In [2]:
import numpy as np
import pandas as pd
import yfinance as yf
import wrds
import datetime

In [3]:
conn = wrds.Connection()

# set sample date range
begdate = '01/01/1980'
enddate = '10/31/2023'

# set CRSP date range a bit wider to guarantee collecting all information
crsp_begdate = '01/01/1979'
crsp_enddate = '11/20/2023'

WRDS recommends setting up a .pgpass file.
Created .pgpass file successfully.
You can create this file yourself at any time with the create_pgpass_file() function.
Loading library list...
Done


In [36]:
#################################
# Step 0: Read in ICLINK output #
#################################

# iclink.csv is the output from the python program iclink
# it contains the linking between crsp and ibes
# read iclink
iclink = pd.read_csv('iclink.csv')

In [37]:
##################################
# Step 1. S&P 500 Index Universe #
##################################

# All companies that were ever included in S&P 500 index as an example
# Old version of the code uses comp.idxcst_his

# New code uses crsp.msp500list
# Linking Compustat GVKEY and IBES Tickers using ICLINK               
# For unmatched GVKEYs, use header IBTIC link in Compustat Security file 


sp500 = conn.raw_sql(f"""
                        select a.*
                        from crsp.msp500list as a;
                        """, date_cols=['start', 'ending'])

# CCM data
_ccm = conn.raw_sql(""" select gvkey, lpermco as permco, lpermno as permno, 
                        linkdt, linkenddt 
                        from crsp.ccmxpf_linktable 
                        where usedflag=1 
                        and linkprim in ('P', 'C')""", date_cols=['linkdt', 'linkenddt'])

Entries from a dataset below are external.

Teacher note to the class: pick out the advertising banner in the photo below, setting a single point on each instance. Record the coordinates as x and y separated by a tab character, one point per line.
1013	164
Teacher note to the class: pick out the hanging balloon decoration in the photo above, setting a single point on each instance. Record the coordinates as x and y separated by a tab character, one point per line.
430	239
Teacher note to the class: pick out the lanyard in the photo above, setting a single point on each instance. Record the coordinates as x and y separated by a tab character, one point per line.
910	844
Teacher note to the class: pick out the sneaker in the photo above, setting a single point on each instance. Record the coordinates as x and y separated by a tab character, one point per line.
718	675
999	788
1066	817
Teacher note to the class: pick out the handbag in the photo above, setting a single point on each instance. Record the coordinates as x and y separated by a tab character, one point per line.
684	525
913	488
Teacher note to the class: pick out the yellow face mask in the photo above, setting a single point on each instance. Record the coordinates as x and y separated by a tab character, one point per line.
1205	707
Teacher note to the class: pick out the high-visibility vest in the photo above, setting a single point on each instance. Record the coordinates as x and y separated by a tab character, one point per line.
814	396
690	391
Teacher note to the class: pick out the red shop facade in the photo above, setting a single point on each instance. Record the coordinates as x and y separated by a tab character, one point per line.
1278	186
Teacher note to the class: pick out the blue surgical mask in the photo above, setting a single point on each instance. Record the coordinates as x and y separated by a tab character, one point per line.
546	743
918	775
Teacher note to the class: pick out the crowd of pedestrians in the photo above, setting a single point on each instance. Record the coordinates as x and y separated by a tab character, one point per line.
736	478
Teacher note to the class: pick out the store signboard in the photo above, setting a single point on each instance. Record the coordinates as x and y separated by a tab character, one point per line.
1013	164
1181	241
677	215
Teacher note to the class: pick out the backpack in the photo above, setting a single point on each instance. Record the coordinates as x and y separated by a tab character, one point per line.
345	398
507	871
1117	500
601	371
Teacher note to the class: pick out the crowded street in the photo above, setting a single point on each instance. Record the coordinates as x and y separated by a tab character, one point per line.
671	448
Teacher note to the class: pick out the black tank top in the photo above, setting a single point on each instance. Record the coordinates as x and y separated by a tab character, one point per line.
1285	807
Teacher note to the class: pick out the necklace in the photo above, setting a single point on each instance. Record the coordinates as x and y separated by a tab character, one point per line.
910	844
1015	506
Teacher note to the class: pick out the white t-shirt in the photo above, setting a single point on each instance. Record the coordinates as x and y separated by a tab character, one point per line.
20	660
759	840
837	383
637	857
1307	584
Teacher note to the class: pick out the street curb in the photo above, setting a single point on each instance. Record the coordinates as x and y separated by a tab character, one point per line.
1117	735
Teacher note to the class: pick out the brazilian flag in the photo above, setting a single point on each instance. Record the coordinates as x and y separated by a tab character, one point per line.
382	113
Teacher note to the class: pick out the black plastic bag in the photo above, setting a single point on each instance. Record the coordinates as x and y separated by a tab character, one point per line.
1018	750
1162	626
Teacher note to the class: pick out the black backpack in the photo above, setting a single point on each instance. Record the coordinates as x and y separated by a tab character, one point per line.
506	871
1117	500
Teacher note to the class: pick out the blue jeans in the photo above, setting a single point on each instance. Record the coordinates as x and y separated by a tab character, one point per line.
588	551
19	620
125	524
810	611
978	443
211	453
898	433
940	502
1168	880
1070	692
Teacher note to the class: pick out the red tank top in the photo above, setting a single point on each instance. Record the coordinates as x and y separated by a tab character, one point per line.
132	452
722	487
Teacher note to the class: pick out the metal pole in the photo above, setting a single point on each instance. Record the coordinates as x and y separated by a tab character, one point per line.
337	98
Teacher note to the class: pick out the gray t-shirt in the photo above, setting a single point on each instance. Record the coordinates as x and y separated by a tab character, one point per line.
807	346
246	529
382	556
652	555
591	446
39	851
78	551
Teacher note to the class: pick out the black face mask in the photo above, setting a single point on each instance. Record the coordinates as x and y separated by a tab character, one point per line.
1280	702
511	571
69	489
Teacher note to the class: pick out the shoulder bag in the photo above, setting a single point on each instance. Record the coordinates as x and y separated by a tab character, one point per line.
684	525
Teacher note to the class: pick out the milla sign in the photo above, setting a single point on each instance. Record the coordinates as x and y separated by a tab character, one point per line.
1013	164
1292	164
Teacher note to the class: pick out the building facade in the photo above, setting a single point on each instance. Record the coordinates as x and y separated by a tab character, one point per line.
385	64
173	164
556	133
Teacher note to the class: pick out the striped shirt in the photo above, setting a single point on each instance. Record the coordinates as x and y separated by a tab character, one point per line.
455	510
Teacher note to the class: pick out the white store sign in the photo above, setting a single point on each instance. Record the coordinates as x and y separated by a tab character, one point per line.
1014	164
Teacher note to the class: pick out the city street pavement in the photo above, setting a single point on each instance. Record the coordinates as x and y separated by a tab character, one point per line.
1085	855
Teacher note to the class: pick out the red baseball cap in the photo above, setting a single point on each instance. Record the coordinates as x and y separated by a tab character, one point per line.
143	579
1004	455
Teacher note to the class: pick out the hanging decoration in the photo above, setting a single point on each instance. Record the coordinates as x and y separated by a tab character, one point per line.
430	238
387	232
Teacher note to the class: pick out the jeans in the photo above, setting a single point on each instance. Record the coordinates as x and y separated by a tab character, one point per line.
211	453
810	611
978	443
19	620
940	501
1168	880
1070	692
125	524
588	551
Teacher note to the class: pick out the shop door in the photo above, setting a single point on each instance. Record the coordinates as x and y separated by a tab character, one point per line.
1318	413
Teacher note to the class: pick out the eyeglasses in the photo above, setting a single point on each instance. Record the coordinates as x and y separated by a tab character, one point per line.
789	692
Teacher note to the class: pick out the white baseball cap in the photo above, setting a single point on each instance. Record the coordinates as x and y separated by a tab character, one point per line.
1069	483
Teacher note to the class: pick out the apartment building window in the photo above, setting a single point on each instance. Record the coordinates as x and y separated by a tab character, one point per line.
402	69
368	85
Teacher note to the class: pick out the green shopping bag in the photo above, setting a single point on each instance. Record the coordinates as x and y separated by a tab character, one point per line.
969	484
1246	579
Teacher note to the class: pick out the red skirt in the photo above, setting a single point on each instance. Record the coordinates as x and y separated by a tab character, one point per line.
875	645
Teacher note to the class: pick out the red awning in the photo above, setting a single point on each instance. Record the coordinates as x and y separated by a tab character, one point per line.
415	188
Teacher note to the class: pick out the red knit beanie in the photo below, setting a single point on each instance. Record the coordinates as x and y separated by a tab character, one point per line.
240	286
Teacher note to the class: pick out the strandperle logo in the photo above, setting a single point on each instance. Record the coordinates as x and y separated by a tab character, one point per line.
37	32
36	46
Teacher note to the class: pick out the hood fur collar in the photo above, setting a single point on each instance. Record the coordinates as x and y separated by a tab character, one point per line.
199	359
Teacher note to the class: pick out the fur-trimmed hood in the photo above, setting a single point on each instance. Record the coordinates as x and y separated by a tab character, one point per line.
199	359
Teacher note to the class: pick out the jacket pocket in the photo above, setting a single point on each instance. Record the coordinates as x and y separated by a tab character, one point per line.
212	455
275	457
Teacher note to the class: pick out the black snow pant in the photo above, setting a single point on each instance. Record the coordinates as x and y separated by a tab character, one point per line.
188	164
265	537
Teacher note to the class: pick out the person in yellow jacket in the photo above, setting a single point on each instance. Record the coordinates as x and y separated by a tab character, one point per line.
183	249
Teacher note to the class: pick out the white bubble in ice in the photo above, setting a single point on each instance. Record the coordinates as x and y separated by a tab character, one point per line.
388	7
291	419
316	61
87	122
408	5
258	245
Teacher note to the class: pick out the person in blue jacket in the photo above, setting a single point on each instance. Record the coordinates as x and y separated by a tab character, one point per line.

_ccm[['permco', 'permno']] = _ccm[['permco', 'permno']].astype(int)

# Fill linkenddt missing value (.E in SAS dataset) with today's date
_ccm['linkenddt'] = _ccm.linkenddt.fillna(datetime.date.today())

_sec = conn.raw_sql(""" select ibtic, gvkey from comp.security """)


# Start the sequence of left join
gvkey = pd.merge(sp500, _ccm, how='left', on=['permno'])
gvkey = pd.merge(gvkey, _sec.loc[_sec.ibtic.notna()], how='left', on=['gvkey'])

# high quality links from iclink
# score = 0 or 1
iclink_hq = iclink.loc[(iclink.score <=1)]

gvkey = pd.merge(gvkey, iclink_hq, how='left', on=['permno'])

# fill missing ticker with ibtic
gvkey.ticker = np.where(gvkey.ticker.notnull(), gvkey.ticker, gvkey.ibtic)

# Keep relevant columns and drop duplicates if there is any
gvkey = gvkey[['gvkey', 'permco', 'permno', 'linkdt', 'linkenddt','ticker']]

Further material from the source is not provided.